I also meant to comment about Simba and hope he will be much better after the steroids give his bones a rest.

Have a great weekend!

LoveAppleFarm said...

I love the way you can evoke a mood just be using a few words to caption a photo. I also appreciate your botanical names added to the common ones. Really pretty photos.

MrBrownThumb said...

Kylee,

I just wanted to say the pics are fantastic as usual. I especially like the one in the previous post looking out the window at the snow.

Pam/Digging said...

Pam @ Digging says:

Kylee, I'm trying to figure out what your garden backs up to. In the photo of the miscanthus, is that a corn field behind you?

Kylee said...

meems ~ Yes, Blogger continues to act up. Earlier this week, I went into moderate comments and there were SIXTEEN unmoderated waiting for me! I hadn't received notice of a single one. And that's just what happened to your first comment, too. I guess I shouldn't rely on the e-mail notifications!

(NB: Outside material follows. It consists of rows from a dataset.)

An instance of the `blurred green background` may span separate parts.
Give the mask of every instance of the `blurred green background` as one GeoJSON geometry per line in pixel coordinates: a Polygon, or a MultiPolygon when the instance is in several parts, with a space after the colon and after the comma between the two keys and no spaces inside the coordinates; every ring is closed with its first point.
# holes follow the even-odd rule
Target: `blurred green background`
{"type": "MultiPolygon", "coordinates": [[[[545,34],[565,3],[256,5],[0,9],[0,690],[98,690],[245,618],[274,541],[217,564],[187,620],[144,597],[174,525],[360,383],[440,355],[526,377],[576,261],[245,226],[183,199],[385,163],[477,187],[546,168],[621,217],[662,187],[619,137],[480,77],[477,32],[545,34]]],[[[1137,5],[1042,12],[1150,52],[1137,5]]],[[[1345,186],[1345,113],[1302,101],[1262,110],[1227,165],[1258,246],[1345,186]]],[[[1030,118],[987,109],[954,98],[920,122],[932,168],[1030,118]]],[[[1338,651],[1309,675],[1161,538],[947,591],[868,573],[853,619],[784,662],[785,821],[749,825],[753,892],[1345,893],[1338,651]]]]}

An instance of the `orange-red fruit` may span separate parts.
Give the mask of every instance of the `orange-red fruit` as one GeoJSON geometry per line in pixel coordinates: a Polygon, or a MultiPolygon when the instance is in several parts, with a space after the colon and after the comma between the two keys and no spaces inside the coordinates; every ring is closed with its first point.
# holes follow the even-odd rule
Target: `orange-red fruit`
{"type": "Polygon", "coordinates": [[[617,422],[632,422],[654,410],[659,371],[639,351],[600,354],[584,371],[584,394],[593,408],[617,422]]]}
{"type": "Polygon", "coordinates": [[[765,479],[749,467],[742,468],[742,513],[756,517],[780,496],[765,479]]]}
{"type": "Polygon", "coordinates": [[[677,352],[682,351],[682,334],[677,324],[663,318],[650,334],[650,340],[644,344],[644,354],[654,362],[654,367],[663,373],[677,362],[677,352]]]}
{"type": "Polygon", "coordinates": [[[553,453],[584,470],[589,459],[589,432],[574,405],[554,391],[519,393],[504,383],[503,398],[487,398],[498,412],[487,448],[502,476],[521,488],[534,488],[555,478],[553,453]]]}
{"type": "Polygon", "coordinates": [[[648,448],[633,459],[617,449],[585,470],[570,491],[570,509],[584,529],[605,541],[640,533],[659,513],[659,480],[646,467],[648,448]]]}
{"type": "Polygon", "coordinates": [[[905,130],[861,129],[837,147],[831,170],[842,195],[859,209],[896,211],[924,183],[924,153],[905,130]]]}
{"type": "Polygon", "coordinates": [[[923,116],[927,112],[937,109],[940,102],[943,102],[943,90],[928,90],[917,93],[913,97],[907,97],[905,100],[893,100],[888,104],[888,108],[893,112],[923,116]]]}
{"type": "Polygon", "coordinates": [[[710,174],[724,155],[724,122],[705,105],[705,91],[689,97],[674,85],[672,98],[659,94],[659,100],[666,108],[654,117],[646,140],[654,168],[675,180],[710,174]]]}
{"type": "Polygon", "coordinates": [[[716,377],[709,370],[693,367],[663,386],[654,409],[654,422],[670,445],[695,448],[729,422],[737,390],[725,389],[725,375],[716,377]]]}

I saw your Downy Woodpecker video. That was really neat that you captured that!

loveapplefarm ~ Thank you for saying that! Photos speak to me. I look at them and remember just how I felt when I took them, and sometimes that's hard to put into words.

mrbrownthumb ~ Thanks! I find capturing my gardens via photography as challenging as gardening itself. And that's why it appeals to me, I think!

Pam ~ Yes, that's a big ol' cornfield back there. We are plopped right out in the middle of corn, wheat, and soybeans here in farm country. Next year there will be soybeans I think. If it were wheat, it would probably be in the ground already, unless they're going to grow summer wheat, but I doubt it. We had corn across the road this year, too.

Ewa said...

Kylee,
Your winter pictures are beautiful! Steady, fresh snow and sun - this is the delight of winter I like. It is exactly like on your pictures.
I hope Simba is better.
Greetings,

Yolanda Elizabet said...

Hoar frost turns the garden into a fairy land. We have those hoar frosts too but not all that often.

Cute little woodpecker, good shot!

How is Simba doing now? Old pets can be a bit of a worry as I well know.